Capital punishment in Zoroastrianism It is found in the Zoroastrian holy book, the Avesta, and in several other Zoroastrian texts, and was practiced during the Sasanian era.

== Execution in the Avesta ==
In the Venidad section, a section of the penal code, the word "margarzan" is used, meaning mortal sin. It specifies the prohibitions that lead to the death penalty: carrying a corpse alone, offering extremely hot food to a dog so that its throat burns, and offering bones to a dog (this is a punishment because Zoroastrianism venerates dogs. The death penalty is for anyone who throws a corpse into a waterway. Anyone who insults a judge is considered a rebel against the king and deserves death. Eating a human or dog corpse is also punishable by death.

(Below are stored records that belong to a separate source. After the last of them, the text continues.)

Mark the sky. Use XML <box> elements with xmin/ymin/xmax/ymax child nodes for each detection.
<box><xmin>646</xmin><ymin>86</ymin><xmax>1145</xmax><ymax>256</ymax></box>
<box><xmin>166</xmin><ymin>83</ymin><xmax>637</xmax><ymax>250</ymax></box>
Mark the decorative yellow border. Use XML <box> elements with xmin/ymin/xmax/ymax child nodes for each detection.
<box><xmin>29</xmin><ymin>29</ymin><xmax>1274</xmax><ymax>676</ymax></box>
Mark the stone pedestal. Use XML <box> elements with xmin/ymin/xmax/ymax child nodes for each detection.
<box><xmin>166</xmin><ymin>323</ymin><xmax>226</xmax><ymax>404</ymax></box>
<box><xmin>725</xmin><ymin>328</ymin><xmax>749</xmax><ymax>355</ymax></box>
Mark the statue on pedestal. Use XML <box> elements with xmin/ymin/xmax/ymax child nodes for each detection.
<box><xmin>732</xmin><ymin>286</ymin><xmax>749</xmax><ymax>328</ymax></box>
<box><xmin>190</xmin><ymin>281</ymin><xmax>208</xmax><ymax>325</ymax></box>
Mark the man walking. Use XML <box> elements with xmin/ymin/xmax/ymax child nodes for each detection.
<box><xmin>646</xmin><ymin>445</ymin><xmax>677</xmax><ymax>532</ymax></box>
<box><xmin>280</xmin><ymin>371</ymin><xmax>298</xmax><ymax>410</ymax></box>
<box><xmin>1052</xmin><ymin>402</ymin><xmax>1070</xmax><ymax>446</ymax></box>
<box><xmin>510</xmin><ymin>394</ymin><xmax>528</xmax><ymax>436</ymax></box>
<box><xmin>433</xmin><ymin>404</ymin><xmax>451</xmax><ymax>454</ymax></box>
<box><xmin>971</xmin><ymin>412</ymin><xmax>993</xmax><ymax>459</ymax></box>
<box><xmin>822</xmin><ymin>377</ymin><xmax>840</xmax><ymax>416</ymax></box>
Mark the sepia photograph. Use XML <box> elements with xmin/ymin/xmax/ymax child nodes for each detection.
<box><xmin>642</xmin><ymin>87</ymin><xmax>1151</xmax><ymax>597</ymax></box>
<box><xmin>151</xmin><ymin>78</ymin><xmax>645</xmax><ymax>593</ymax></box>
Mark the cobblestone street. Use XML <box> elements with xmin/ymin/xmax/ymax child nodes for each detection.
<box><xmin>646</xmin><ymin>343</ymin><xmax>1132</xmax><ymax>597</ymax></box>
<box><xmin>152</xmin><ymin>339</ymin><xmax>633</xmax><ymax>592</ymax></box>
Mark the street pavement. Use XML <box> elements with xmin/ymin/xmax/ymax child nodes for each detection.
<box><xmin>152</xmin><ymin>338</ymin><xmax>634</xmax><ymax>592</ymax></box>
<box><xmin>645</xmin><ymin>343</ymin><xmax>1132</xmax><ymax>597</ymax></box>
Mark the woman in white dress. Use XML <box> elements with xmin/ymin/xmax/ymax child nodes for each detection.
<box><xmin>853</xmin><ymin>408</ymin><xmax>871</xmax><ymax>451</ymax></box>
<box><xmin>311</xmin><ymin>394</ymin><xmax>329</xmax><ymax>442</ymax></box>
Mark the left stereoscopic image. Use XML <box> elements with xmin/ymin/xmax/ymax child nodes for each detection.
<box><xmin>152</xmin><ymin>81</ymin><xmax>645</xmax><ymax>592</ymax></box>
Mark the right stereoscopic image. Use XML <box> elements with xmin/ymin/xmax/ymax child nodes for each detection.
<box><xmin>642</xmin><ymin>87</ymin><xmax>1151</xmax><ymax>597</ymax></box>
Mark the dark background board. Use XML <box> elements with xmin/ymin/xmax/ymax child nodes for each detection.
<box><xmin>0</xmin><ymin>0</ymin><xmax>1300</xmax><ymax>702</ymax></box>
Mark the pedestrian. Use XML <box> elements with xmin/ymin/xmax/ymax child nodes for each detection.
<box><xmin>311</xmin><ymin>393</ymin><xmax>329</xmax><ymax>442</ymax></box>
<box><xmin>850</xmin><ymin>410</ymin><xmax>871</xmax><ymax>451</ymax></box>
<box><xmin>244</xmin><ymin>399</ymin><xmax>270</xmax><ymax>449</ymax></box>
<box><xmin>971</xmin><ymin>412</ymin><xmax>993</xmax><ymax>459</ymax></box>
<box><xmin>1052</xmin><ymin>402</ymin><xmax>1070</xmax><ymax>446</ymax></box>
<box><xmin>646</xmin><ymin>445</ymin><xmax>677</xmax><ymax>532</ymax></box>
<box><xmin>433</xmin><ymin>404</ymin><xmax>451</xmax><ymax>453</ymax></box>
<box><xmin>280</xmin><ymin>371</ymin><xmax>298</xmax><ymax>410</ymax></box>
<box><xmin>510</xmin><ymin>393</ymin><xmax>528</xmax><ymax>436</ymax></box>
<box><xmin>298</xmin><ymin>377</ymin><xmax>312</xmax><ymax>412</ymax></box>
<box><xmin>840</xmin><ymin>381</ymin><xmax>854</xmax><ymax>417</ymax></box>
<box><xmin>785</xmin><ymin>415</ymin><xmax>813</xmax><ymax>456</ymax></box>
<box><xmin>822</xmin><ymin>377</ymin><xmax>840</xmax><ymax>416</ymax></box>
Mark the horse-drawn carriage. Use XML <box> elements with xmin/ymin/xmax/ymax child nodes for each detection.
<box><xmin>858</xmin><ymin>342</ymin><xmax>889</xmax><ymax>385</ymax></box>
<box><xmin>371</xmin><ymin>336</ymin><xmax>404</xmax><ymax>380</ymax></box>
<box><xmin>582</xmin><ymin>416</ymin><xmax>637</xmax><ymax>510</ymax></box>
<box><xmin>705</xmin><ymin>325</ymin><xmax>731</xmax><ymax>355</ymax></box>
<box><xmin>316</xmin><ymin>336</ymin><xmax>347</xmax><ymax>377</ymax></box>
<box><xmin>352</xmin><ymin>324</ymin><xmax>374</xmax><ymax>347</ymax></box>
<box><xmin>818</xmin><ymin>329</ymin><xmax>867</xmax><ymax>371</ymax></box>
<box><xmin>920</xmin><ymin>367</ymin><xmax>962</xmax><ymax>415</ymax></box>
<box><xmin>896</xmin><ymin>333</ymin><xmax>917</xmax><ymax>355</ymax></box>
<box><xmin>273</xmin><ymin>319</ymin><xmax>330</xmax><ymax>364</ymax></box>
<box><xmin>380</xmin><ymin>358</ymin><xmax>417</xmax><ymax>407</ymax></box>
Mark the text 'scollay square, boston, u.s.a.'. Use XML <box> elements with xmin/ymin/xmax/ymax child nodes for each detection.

== Reasons for execution ==

In Zoroastrianism, abandoning the faith is considered a capital offense. In the Vendidad section, at the beginning of chapter 15, the text lists the greatest sins a Zoroastrian might commit, the first of which is spreading a non-Zoroastrian faith among Zoroastrians. The punishment for this act is two hundred beheadings. Other grounds for execution include practicing magic and armed robbery.

Zoroastrianism has been said to have a "hatred of male anal intercourse" that is reflected in at least one mythological tale. When Ahriman, the "Spirit of Aridity and Death" and "Lord of Lies", sought to destroy the world, he engaged in self-sodomy. That caused an "explosion of evil power" and resulted in the birth of a host of evil minions.